Loop through the list of sites and make plots for all of them.
If you want to save your plots change `save_switch = True`. 

In [None]:
for neon_site in neon_sites:
    try: 
        start_site = time.time()

        print ('---------------------------')
        print ("Making plots for "+neon_site)
        sim_files =[]
        for year in years:
            sim_path = "~/scratch/NEON_cases/archive/"+neon_site+case+"/lnd/hist/"
            sim_path = os.path.realpath(os.path.expanduser(sim_path))
            sim_files.extend(sorted(glob(join(sim_path,neon_site+case+".clm2.h1."+year+"*.nc"))))

        print(sim_path)
        print("All simulation files for all years: [", len(sim_files), "files]")
        start = time.time()

        ds_ctsm = xr.open_mfdataset(sim_files, decode_times=True, combine='by_coords',
                                    parallel=True,preprocess=preprocess)
        ds_ctsm = fix_time_h1(ds_ctsm)

        end = time.time()
        print("Reading all simulation files took:", end-start, "s.")

        eval_files = []
        for year in years:
            eval_files.extend(sorted(glob(join(site_dir,neon_site+"_eval_"+year+"*.nc"))))

        print(site_dir)
        print ("All evaluation files for all years: [", len(eval_files), "files]")

        start = time.time()

        ds_eval = xr.open_mfdataset(eval_files, decode_times=True, combine='by_coords')

        end = time.time()
        print("Reading all observation files took:", end-start, "s.")

        print ("Processing data...")
        # Convert CTSM data to a Pandas Dataframe for easier handling:
        ctsm_vars = ['FCEV', 'FCTR', 'FGEV','FSH','GPP','FSA','FIRA','AR','HR','ELAI']

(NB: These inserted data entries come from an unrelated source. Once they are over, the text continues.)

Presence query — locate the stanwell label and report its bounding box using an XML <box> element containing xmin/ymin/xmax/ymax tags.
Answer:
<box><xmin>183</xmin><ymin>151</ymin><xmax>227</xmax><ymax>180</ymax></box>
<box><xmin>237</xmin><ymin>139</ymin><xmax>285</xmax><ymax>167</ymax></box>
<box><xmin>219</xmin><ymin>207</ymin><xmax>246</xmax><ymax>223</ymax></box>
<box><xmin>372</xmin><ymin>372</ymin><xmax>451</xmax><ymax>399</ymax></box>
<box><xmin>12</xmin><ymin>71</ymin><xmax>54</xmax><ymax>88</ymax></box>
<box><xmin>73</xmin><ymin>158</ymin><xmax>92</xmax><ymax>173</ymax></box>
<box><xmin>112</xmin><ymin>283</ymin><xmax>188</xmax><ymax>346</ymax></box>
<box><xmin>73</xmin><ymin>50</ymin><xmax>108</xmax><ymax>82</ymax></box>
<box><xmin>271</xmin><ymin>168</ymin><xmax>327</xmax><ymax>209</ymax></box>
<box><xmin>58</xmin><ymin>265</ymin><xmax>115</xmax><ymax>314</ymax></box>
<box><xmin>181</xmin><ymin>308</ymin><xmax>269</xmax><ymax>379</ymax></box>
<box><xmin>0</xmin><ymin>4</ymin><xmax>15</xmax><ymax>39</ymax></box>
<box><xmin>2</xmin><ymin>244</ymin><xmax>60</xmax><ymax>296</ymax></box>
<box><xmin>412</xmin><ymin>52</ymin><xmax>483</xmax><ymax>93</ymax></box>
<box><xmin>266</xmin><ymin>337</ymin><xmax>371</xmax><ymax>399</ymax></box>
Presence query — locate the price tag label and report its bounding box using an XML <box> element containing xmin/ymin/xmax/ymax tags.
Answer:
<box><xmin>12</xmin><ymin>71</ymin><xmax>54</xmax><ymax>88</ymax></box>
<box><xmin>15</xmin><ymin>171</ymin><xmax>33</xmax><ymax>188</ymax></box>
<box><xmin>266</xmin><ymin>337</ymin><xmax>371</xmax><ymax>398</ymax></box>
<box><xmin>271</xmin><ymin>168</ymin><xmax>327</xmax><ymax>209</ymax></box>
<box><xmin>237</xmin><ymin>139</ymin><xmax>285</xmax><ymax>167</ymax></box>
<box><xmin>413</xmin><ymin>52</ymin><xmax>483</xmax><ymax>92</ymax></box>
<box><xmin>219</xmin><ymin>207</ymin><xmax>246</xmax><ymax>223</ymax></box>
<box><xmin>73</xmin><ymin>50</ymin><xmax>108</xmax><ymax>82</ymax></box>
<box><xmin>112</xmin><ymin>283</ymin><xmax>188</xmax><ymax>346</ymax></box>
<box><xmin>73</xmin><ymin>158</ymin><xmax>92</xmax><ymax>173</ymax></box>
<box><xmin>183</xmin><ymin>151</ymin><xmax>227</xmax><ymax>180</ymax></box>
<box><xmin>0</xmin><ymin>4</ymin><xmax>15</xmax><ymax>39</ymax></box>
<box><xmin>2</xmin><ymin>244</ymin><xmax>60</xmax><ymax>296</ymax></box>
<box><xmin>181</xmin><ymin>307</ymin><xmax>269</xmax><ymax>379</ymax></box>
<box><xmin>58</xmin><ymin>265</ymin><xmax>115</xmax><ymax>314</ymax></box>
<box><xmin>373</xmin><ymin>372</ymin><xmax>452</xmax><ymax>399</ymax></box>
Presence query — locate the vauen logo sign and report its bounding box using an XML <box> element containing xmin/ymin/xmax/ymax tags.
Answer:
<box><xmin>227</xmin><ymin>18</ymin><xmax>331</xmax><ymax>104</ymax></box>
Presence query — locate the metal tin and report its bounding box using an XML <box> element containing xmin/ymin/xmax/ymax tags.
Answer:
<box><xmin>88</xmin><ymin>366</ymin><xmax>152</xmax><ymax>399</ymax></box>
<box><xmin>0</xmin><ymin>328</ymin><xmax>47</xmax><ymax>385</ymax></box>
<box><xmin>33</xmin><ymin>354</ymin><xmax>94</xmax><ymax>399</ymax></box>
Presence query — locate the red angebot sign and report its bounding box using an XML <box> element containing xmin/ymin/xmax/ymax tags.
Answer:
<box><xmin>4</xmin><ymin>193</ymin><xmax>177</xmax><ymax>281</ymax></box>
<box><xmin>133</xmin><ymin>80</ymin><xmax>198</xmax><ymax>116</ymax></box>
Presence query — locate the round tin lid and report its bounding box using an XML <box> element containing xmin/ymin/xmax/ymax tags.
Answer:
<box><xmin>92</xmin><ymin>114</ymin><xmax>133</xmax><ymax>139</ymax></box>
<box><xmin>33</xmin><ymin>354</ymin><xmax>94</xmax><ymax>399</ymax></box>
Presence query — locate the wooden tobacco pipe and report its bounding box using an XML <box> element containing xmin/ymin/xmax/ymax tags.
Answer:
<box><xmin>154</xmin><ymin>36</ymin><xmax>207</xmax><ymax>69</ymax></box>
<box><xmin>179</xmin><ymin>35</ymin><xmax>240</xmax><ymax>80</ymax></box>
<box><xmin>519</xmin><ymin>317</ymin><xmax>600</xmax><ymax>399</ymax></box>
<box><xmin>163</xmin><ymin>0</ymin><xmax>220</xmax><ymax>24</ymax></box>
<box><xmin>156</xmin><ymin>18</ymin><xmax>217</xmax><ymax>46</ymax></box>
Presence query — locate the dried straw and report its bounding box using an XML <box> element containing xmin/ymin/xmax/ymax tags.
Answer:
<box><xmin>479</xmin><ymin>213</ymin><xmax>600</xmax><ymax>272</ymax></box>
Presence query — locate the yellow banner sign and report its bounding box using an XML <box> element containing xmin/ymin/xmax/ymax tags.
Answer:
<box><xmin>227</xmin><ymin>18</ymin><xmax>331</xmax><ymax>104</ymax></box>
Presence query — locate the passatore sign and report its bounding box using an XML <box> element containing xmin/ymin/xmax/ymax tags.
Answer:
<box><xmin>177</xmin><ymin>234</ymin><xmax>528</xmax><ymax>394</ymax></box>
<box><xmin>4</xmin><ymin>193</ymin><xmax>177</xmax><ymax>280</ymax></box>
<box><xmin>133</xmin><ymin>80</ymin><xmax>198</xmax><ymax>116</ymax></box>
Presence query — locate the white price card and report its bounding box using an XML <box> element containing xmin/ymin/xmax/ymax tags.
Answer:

        df_ctsm = pd.DataFrame({'time':ds_ctsm.time})
        df_ctsm['time'] = pd.to_datetime(df_ctsm['time'],format= '%Y-%m-%d %H:%M:%S' )

        for var in tqdm.tqdm(ctsm_vars):
            sim_var_name = "sim_"+var
            field = np.ravel ( ds_ctsm[var])     
            df_ctsm[sim_var_name]=field
            # Shift simulation data by one
            df_ctsm[sim_var_name]=df_ctsm[sim_var_name].shift(-1).values

        # Convert NEON data to a Pandas Dataframe for easier handling:
        eval_vars = ['NEE','FSH','EFLX_LH_TOT','GPP','Rnet']

        df_all = pd.DataFrame({'time':ds_eval.time})

        for var in eval_vars:
            field = np.ravel (ds_eval[var])
            df_all[var]=field
            
        # Merge two pandas dataframe on time
        df_all=df_all.merge(df_ctsm.set_index('time'), on='time', how='left')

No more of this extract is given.